De todos los niños de la calle, el más empeñado en cantar la canción de burla, y el que había empezado con ella, era precisamente muy pequeño. No tenía ni seis años. Sin embargo, las cigüeñitas creían que tenía lo menos cien, pues era mucho más corpulento que su madre y su padre. ¡Qué sabían ellas de la edad de los niños y de las personas mayores! Este fue el niño que ellas eligieron como objeto de su venganza, por ser el iniciador de la ofensiva burla y llevar siempre la voz cantante. Las jóvenes cigüeñas estaban muy indignadas, y cuanto más crecían, menos dispuestas se sentían a sufrirlo. Al fin su madre hubo de prometerles que las dejaría vengarse, pero a condición de que fuese el último día de su permanencia en el país.

Las cigüeñas-Antes hemos de ver qué tal os portáis en las grandes maniobras; si lo hacéis mal y el general les traspasa el pecho de un picotazo, entonces los chiquillos habrán tenido razón, en parte al menos. Veámoslo, pues.

– ¡Si, ya verás! -dijeron las crías, redoblando su aplicación. Se ejercitaban todos los días, y volaban con tal ligereza y primor, que daba gusto.

Y llegó el otoño. Todas las cigüeñas empezaron a reunirse para emprender juntas el vuelo a las tierras cálidas, mientras en la nuestra reina el invierno. ¡Qué impresionantes maniobras! Había que volar por encima de bosques y pueblos, para comprobar la capacidad de vuelo, pues era muy largo el viaje que les esperaba. Los pequeños se portaron tan bien, que obtuvieron un sobresaliente con rana y culebra. Era la nota mejor, y la rana y la culebra podían comérselas; fue un buen bocado.

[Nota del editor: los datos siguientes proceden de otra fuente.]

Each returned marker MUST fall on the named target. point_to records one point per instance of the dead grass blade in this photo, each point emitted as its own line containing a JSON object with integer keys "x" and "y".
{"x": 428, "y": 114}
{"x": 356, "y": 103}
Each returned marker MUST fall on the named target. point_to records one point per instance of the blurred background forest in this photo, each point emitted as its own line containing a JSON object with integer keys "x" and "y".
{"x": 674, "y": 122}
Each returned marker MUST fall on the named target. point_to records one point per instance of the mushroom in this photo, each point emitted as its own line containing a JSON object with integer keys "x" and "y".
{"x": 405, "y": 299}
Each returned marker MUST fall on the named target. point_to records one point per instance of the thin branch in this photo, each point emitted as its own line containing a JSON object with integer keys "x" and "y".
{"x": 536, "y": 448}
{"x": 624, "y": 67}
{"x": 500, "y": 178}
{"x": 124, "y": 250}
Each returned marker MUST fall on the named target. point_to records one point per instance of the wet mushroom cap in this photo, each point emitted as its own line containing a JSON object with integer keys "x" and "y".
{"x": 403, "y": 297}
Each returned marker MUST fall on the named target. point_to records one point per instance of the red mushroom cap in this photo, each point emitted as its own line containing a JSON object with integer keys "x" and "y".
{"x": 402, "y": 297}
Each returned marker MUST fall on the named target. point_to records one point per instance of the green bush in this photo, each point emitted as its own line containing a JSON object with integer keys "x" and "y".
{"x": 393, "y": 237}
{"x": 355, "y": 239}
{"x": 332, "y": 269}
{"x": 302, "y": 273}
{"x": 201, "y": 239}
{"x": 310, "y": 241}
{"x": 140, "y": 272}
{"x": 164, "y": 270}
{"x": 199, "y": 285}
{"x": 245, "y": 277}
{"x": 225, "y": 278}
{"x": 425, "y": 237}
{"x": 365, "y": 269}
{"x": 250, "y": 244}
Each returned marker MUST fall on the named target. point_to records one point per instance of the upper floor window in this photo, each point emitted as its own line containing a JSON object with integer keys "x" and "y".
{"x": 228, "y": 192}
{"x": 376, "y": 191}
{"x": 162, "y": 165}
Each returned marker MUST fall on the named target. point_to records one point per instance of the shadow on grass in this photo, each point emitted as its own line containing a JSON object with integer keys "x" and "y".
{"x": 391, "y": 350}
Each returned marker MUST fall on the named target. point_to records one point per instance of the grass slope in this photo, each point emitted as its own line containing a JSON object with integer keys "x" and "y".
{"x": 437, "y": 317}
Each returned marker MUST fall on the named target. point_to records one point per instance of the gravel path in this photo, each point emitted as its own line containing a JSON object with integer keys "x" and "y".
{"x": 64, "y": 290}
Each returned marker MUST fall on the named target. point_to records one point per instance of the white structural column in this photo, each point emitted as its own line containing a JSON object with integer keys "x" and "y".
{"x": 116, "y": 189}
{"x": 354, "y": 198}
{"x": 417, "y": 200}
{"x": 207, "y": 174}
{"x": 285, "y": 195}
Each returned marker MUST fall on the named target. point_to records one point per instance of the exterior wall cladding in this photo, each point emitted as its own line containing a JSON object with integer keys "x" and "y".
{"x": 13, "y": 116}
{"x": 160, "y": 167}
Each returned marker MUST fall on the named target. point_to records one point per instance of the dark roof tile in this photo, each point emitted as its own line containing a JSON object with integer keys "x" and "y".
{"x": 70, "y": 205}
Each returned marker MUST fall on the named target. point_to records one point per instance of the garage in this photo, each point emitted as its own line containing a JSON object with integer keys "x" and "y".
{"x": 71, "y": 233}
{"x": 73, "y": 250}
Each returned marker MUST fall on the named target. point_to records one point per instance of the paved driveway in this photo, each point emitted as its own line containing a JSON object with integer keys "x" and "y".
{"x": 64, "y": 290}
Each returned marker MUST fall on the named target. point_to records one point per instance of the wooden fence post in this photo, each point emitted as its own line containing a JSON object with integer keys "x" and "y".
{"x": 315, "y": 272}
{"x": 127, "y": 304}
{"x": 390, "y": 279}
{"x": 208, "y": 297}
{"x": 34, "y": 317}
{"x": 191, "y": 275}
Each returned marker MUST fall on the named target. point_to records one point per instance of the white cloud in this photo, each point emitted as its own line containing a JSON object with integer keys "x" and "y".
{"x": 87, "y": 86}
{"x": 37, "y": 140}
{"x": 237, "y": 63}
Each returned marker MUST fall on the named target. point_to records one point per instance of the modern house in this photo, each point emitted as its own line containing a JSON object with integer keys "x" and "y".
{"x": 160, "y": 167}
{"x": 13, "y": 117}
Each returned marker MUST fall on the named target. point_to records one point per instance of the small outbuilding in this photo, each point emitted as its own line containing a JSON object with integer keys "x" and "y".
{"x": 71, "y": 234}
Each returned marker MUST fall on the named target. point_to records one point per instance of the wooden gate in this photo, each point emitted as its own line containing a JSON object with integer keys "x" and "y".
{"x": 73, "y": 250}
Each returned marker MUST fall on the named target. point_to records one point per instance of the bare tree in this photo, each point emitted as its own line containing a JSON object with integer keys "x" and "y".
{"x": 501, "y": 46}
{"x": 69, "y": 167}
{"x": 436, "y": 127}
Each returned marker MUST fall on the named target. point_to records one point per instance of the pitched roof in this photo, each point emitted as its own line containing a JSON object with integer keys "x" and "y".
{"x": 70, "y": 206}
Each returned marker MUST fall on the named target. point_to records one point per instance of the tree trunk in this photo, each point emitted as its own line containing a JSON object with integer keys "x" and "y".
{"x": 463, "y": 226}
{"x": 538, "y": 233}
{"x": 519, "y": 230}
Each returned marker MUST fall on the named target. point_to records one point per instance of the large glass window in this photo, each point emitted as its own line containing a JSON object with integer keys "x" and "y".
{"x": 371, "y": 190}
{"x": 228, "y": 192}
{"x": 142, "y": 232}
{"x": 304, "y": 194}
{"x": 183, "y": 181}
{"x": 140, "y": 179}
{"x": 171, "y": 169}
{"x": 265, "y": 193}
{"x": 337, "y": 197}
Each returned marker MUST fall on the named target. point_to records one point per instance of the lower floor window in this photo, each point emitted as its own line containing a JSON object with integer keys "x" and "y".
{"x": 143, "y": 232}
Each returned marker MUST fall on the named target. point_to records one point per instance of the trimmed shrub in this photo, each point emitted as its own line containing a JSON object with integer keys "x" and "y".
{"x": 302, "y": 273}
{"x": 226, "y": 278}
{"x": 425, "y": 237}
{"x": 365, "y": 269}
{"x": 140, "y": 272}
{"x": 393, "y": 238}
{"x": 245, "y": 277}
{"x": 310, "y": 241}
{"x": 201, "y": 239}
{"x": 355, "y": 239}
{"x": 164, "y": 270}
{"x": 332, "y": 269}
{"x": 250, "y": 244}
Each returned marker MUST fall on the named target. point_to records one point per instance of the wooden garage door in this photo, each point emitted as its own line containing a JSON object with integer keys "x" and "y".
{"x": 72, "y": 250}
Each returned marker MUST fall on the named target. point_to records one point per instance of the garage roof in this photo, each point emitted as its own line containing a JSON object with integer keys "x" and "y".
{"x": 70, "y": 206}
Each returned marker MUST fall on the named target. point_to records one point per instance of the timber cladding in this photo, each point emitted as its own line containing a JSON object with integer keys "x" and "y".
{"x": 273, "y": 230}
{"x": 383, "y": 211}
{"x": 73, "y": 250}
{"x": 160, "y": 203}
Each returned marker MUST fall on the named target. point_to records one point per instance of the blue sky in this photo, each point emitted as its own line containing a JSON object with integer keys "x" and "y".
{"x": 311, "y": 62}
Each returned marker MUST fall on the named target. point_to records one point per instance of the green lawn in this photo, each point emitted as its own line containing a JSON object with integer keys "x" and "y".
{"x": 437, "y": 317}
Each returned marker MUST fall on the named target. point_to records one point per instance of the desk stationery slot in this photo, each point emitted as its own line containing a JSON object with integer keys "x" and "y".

-¡Ahora, la venganza! -dijeron.

-¡Sí, desde luego! -asintió la madre cigüeña-. Ya he estado yo pensando en la más apropiada. Sé dónde está el estanque en que están todos los niños chiquitines, hasta que las cigüeñas vamos a buscarlos para llevarlos a los padres. Los niños duermen allí, soñando cosas tan bellas como nunca más volverán a soñarlas. Todos los padres suspiran por tener uno de ellos, y todos los niños desean un hermanito o una hermanita. Pues bien, volaremos al estanque y traeremos uno para cada uno de los chiquillos que no cantaron la canción y se portaron bien con las cigüeñas.

-Pero, ¿y el que empezó con la canción? -gritaron los pollos-, ¿qué hacemos con él?

-En el estanque hay un niñito muerto, que murió mientras soñaba. Pues lo llevaremos para él. Tendrá que llorar porque le habremos traído un hermanito muerto; en cambio, a aquel otro niño bueno le llevaremos un hermanito y una hermanita, y como el muchacho se llamaba Pedro, todos ustedes se llamarán también Pedro.

Y fue tal como dijo, y todas las crías de las cigüeñas se llamaron Pedro, y todavía siguen llamándose así.